Our employees only speak German in the office and on the phone.

Request authorization certificate for online ID card function Register und Kataster

If you want to use the online ID function as a provider in your own application, you need an authorization certificate.

  • Basic information

    An authorization certificate is required for each electronic service that can be used with the online ID card, which authorizes authentication and authentication of the user and provider.
    The following can apply for an authorization certificate:

    • Service providers and
    • Identification service providers
    • On-site service providers

    The following authorizations are distinguished:

    • the proof of identity to online service providers,
    • on-site reading at service providers, and
    • the proof of identity vis-à-vis identification service providers.

    Proof of identity vis-à-vis online service providers

    The authorization certificate gives you permission to request and process data from ID cards to identify the holder. The authorization certificate and the verified electronic keys enable technical access. You can use it to integrate the online ID card function as a digital means of identification in your own online service or in a vending machine or terminal.
    In your application, you must explain why you have an interest in using the online ID card function and how you will use the ID card holders' personal data. You must also ensure that the data is adequately protected.

    On-site readout at service providers

    Wherever personal data such as name and address are to be transferred to a form, on-site readout is a good option. The data is read out and transferred electronically.
    The credential holder is present in person. Before the data is read out, the authorization holder must identify the cardholder by means of the printed photograph and his/her personal data.
    In the case of on-site readout, the PIN entry by the ID card holder is not required. It is replaced by the entry or technical recording of the access number (Card Access Number - CAN) on the front of the ID card by the authorization holder.
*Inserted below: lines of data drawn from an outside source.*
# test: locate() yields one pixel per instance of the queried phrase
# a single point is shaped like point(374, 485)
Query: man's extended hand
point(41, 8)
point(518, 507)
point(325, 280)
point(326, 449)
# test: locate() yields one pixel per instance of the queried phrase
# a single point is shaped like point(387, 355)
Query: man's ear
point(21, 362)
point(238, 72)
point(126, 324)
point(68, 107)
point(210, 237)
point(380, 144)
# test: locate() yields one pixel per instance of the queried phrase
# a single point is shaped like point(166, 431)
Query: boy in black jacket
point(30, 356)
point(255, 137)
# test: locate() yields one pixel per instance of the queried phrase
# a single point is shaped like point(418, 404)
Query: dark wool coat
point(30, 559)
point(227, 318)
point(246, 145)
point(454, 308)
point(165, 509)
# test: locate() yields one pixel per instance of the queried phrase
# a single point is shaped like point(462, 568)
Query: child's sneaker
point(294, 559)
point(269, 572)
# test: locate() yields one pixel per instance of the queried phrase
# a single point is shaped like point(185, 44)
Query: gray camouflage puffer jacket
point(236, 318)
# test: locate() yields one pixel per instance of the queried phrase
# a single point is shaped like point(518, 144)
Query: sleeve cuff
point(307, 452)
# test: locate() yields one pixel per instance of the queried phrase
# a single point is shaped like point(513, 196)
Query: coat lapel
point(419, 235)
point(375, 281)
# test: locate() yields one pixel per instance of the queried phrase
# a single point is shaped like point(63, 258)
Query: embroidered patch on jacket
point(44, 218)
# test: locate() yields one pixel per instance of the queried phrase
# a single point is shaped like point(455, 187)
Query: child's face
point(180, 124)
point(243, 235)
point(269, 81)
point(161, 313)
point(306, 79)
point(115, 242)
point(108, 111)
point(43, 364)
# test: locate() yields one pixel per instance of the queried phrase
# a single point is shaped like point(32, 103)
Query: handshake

    Proof of identity to identification service providers

    Companies and public authorities can use a certified third-party service for proof of identity. The so-called identification service providers make the data from the use of the online ID function available to companies and authorities in individual cases. Identification service providers must apply for authorization and the authorization certificate instead of the service providers.
    They must also have their service certified by the Federal Office for Information Security.
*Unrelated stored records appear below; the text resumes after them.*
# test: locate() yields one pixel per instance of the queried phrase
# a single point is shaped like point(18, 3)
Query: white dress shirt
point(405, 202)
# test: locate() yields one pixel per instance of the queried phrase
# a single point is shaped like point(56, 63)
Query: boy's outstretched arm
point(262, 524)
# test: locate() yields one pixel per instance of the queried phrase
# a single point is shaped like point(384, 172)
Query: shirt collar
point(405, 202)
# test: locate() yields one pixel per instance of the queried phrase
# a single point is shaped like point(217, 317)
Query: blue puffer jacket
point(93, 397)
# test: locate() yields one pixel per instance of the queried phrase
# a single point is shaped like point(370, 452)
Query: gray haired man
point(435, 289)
    The authorizations are each valid for a maximum of 3 years. In the event of a breach of the declaration made and the law, they can be withdrawn immediately at any time.

    Note
    As the applicant, you must commission the authorization certificate provider (BerCA) yourself. This means: On the basis of the positive authorization notice from the Federal Office of Administration (BVA), you conclude a contract directly with the provider of authorization certificates for the technical procurement of the authorization certificate and the revocation lists.

    .

    Requirements

    Be able to apply for a certificate of authorization:

    • Service provider
    • Identification service provider
    • On-site service provider

    Other requirements:

    • Requirements for service providers for your credential acquisition:
      • Communicate and prove the identity of the service provider,
      • Description of the interest in authorization underlying the application, in particular for the planned organization-related use
      • Proof of data protection and security measures
      • There must be no indications that the authorization is being misused.
    • Separate requirements for identification service providers:
      • Certificate from the German Federal Office for Information Security (BSI) confirming compliance with the requirements
    • In addition, you need your own eID server for operation or a service provider as an eID service provider or
      • suitable software,
      • a reader for on-site reading, and
      • suitable integration of the credential application into your website or background system.

  • Procedure

    You must apply for the Certificate of Eligibility in writing or online to the Federal Office of Administration (BVA).

    Written application:

    • Go to the BVA website and fill out the application form electronically.
    • Print out the completed form and sign it.
    • Mail the completed and signed form, along with all other required documents, to the Certificate of Eligibility Awarding Office.
    • The awarding office will review your application.
    • You will then receive by mail
      • the proof of eligibility or
      • a notice of rejection
      • or a request for a new application

    mailed to you.

    Online application:

    • Go to the Federal Portal website and fill out the application form electronically there.
      • Note: For the online function, you will need your ID card with PIN number.
    • Attach the other requested documents as a scan.
    • Submit your application.
    • The awarding office will check your application.
    • You will then receive by mail
      • sent you the proof of eligibility or
      • a notice of rejection
      • (or a request to reapply)

    sent to you.

    • You must then select an authorization certificate provider for the provision of the authorization certificates and can then conclude a contract on the basis of the positive authorization notice.
    • Now you can operate your own eID server or select a service provider as your eID service provider.

    Note
    eID service providers can support you for a fee in obtaining the certificates and provide the complete infrastructure.

  • Necessary Documents
    • Privacy policy
    • Commercial register excerpt

      For e-business only

    • Description of the interest in entitlement underlying the application.
    • Flowchart of the business process

      To help you understand, you can depict your business process using a flowchart and attach it to the application.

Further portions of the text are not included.